Parallel Programming Notes
(These notes concern the particulars of the parallel programming and execution environments installed on the SIRAF cluster. Since these are notes and not a tutorial or specifications document, the structure will be free form and subject to continual revisions.)
There are many parallel programming resources available on the Internet; a shortlist will appear at the end of this page. We will focus on specific applications available on SIRAF.
Because of the inherent difficulties in parallel programming, in the past many researchers would write serial programs and wait for faster CPUs to achieve increases in performance. However limitations in current semiconductor technologies have forced the major CPU vendors to release products with multiple computation cores instead of a single core at higher clock speeds. Currently Intel and AMD ship four core CPUs, with 8 cores planned for the end of 2009. For the foreseeable future, parallel programming will be the only avenue available to achieve higher levels of performance. The good news is that many scientific problems are highly parallel.

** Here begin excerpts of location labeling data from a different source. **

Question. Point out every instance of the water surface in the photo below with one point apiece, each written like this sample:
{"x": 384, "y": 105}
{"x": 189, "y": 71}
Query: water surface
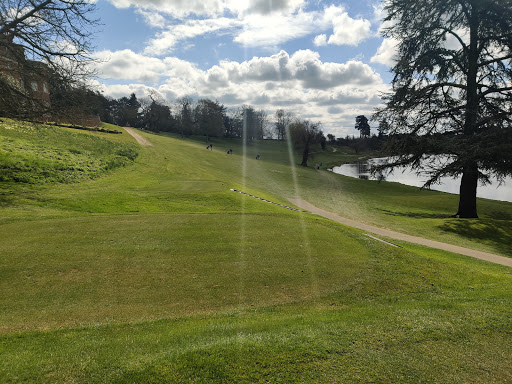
{"x": 405, "y": 176}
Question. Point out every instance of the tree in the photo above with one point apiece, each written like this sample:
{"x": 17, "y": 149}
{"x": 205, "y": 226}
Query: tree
{"x": 40, "y": 39}
{"x": 209, "y": 116}
{"x": 362, "y": 126}
{"x": 129, "y": 111}
{"x": 383, "y": 128}
{"x": 452, "y": 93}
{"x": 303, "y": 134}
{"x": 185, "y": 118}
{"x": 282, "y": 120}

The simplest type of parallel programming is the executing the same program on different sets of data. Sun Grid Engine supports this type of parallelism via array jobs. See page 72 of the Sun Grid Engine 6 User Guide and the Simple Job Array Howto for more details. The job array facility in SGE requires less work - you won't need to manage dozens of jobs, just one - and more efficient: SGE can schedule and assign an array job more efficiently than a human being.
For more complicated types of parallelism, unless you have an interest in parallel algorithms and programming you are better off using parallel applications and libraries implemented by experienced programmers than writing your own. Writing correct parallel code is tricky; since instructions may execute in a different order each time the code is run, debugging problems is non-trivial. Here are some resources available for SIRAF for different types of parallelism.
Instruction Level Parallelism - usually you rely on compiler optimization to ferret out parallelism in your code. You can help the optimizer by writing code which is easy for it to analyze (ref.). The installed GNU compilers are adequate optimizing compilers, however greater performance may be possible by using the Intel, Portland Group or Pathscale commercial compilers.
For some data parallel algorithms such as FFTs and neural networks which do not require 64-bit precision. the instruction level parallelism of a GPU is far greater than that of a general purpose CPU.